Finishing up the work moved a lot slower than I would've liked. Too much occupied my mind to focus on the codes. After everything, I just couldn't. Lethargy overcame me and sadness enveloped my core. It's not a good time.

Once the screen turns black, I stand and gather my stuff. Then I head to my boss's door and knock. When he lets me know I can come in, I poke my head into the door. Mister Novak sits hunched over, his gaze intent on the computer screen before him. It causes his face to glow, illuminating it brightly. He barely glances at me before nodding.

"Heading out? You finished the stack, I assume?"

I nod, though he's not looking at me. "Yes sir, I've already emailed you some notes, but here's the stack with corrections and notes." Walking in, I hold the stack out, then place it on his desk when I reach him.

"Good, you did good. You can go. Have a good weekend."

But I don't leave. Instead, I linger there, shuffling on my feet. Since we had that talk earlier, I've felt sick to my stomach about how I addressed him. No matter how I felt, I should have never talked to my boss like that. I shouldn't talk to anyone like that. My tone could've been a lot nicer, a lot smoother when standing up for Seren. I'm not sorry for that, but I am for how I said things. Ever since, it's been weighing on my mind.

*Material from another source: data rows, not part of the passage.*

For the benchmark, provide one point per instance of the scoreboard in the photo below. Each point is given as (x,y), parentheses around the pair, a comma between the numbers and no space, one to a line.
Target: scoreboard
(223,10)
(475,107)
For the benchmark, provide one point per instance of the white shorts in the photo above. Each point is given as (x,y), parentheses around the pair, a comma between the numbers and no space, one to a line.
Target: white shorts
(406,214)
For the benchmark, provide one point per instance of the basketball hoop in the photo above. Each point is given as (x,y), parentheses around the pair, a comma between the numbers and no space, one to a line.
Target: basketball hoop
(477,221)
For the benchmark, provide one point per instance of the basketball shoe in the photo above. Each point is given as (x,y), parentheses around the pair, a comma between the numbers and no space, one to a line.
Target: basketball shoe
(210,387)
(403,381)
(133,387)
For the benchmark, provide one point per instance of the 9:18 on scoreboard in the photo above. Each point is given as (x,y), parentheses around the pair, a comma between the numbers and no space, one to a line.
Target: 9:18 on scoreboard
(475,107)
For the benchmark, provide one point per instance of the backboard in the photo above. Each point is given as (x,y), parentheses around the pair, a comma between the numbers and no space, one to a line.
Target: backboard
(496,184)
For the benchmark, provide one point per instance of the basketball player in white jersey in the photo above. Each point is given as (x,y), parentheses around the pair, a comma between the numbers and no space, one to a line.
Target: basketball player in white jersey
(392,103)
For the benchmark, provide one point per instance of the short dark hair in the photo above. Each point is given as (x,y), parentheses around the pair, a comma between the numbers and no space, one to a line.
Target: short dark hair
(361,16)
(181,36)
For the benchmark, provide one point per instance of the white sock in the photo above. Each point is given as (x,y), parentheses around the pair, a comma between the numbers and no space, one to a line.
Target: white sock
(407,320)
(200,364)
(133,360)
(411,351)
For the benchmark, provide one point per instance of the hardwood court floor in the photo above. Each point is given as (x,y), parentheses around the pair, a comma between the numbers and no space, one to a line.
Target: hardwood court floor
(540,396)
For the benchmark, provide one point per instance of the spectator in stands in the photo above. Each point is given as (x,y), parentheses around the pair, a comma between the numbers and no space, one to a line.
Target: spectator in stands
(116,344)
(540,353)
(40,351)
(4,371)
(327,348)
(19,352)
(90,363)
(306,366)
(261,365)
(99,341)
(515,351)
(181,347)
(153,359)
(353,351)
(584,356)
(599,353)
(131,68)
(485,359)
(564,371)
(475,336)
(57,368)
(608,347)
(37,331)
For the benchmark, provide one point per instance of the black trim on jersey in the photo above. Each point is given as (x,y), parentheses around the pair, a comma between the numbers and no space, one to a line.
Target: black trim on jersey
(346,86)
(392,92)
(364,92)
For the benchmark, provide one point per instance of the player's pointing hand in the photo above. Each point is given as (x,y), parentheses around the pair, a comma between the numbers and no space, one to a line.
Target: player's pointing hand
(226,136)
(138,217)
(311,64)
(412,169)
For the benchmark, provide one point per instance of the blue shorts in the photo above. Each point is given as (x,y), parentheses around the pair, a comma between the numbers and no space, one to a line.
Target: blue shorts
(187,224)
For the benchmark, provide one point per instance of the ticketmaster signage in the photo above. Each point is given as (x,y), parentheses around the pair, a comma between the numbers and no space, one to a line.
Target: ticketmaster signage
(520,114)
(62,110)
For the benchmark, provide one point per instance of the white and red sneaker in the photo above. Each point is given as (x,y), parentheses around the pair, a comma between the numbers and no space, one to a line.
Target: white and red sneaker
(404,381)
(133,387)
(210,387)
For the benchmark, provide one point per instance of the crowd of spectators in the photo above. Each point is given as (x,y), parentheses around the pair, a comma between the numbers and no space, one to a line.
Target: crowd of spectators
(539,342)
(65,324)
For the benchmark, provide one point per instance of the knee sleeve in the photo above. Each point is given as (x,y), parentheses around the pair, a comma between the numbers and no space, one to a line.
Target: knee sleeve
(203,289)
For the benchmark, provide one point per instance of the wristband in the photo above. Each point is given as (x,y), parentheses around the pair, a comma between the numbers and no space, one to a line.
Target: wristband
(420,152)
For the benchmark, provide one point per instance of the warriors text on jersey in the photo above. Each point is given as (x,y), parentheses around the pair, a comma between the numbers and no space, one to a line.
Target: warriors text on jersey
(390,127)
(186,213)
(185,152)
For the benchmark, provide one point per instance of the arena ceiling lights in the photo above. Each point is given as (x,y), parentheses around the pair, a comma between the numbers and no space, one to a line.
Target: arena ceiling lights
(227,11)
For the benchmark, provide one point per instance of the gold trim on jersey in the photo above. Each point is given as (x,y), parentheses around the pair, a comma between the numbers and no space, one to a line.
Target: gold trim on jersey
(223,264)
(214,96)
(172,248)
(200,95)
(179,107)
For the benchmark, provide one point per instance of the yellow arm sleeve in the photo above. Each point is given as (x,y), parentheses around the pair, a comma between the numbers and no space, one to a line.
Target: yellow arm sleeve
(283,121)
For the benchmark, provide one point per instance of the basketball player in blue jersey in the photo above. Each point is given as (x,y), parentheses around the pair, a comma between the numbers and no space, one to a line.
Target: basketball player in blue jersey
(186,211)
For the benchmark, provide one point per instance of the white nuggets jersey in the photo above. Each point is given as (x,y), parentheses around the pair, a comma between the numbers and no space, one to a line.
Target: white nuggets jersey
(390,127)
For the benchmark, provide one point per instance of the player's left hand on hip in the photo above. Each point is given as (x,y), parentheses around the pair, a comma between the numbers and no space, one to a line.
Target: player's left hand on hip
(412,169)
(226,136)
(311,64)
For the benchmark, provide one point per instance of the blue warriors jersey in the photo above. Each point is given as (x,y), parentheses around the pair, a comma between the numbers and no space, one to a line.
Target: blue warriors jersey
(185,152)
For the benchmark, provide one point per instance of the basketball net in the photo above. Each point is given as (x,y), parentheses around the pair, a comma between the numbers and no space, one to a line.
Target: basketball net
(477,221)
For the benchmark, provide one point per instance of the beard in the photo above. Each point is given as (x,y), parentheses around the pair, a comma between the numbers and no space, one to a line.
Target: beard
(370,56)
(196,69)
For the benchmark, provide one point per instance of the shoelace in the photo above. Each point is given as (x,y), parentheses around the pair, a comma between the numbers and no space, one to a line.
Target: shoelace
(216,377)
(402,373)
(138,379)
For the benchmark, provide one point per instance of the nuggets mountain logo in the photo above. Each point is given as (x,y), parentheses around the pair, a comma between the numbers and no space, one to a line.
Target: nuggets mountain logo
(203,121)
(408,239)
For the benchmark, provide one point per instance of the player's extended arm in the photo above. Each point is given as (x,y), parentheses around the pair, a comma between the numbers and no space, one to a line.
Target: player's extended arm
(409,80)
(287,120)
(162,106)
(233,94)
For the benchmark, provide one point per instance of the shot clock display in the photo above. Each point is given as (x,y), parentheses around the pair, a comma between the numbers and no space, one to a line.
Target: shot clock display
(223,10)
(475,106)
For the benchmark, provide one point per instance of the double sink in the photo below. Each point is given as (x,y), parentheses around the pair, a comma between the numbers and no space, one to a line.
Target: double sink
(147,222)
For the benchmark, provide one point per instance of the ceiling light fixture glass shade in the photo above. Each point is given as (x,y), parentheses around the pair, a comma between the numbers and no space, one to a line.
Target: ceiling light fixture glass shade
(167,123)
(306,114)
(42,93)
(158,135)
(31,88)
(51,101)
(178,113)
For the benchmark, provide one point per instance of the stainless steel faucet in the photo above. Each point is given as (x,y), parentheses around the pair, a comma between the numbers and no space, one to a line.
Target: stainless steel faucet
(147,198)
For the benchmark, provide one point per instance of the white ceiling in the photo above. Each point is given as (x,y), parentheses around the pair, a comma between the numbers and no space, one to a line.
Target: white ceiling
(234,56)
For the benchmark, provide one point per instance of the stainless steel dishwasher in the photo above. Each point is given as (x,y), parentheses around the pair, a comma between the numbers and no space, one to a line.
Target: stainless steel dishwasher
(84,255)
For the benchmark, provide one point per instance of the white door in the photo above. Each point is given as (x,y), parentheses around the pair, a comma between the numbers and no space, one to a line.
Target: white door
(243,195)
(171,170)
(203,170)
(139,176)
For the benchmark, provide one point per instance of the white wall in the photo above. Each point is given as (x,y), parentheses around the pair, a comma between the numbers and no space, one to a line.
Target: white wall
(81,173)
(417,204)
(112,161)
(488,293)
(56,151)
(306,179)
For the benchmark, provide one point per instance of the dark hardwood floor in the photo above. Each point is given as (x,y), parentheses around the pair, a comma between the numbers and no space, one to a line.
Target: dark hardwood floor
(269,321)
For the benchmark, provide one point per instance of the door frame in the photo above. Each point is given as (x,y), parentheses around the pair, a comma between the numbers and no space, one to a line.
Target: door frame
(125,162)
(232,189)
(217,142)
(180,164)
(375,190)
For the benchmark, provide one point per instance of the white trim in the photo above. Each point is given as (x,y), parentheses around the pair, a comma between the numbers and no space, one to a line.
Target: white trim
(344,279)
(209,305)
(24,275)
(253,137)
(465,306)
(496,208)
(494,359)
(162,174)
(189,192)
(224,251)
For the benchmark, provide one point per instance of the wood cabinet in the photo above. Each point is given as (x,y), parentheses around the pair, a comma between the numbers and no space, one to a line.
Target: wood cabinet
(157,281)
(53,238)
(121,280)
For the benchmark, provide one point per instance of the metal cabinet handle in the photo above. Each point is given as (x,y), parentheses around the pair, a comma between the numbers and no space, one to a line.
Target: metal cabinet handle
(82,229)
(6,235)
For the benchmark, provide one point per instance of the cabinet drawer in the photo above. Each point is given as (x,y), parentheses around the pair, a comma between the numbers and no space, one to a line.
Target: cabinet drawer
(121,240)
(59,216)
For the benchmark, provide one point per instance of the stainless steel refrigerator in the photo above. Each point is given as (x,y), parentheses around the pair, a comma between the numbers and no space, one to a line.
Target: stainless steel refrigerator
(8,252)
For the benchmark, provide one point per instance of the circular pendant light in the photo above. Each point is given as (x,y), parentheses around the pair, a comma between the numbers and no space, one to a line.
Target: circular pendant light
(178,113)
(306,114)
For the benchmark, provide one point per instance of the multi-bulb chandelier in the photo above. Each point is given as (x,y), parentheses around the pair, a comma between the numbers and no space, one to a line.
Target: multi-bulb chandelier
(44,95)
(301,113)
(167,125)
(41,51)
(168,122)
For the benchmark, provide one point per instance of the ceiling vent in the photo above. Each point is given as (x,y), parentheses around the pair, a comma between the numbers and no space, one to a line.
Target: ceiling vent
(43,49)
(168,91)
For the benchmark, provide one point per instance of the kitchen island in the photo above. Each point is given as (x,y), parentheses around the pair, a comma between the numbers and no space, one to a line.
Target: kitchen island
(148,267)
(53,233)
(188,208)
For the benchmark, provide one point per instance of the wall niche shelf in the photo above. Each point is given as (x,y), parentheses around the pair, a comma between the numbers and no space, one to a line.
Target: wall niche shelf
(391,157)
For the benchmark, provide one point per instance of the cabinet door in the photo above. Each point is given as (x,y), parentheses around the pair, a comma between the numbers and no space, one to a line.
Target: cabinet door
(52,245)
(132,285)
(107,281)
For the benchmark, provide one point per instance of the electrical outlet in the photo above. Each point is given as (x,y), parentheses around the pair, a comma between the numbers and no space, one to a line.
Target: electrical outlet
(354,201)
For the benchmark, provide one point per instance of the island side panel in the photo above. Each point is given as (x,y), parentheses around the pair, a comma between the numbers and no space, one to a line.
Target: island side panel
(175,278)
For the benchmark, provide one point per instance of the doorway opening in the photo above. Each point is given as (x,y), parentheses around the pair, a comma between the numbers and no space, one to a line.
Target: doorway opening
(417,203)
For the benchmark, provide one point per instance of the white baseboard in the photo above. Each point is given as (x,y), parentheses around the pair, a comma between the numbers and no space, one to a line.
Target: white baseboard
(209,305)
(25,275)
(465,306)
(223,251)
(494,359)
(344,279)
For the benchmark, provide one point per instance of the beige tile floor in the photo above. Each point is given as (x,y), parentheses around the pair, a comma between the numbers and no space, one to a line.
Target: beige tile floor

Clearing my throat, I say, "Sir? I want to apologize for the way I spoke to you before." The tremble in my voice is loud in my ears, and I wonder if he can also hear it. "I think I was way out of line and I'm sorry for that."

"But not for what you said?" He tilts his head to the side, a curious look on him.

"No," I confirm, shaking my head. "Never sorry for what I said. Just how I said it."

"Then don't be sorry, Sutton. You stood up for yourself and someone you care about. That means more than a tone of voice. If that's how you felt you needed to speak, then don't apologize for that."

I can't help slacking my jaw and widening my eyes in disbelief. Coming in here to apologize, I assumed I'd be silenced, maybe even fired. The understanding look on Chandler Novak's face is still astounding, and I feel stupefied.

In the chance of sounding like a broken record, I've never had the chance to stand up for anything. There were only ever off chances where I'd shake my head or mumble under my breath. Those times only happened when people decided to bring my family into the bullying done to me. Almost always, I've been silenced. I've become conditioned to just keep quiet and take what life throws at me without a complaint.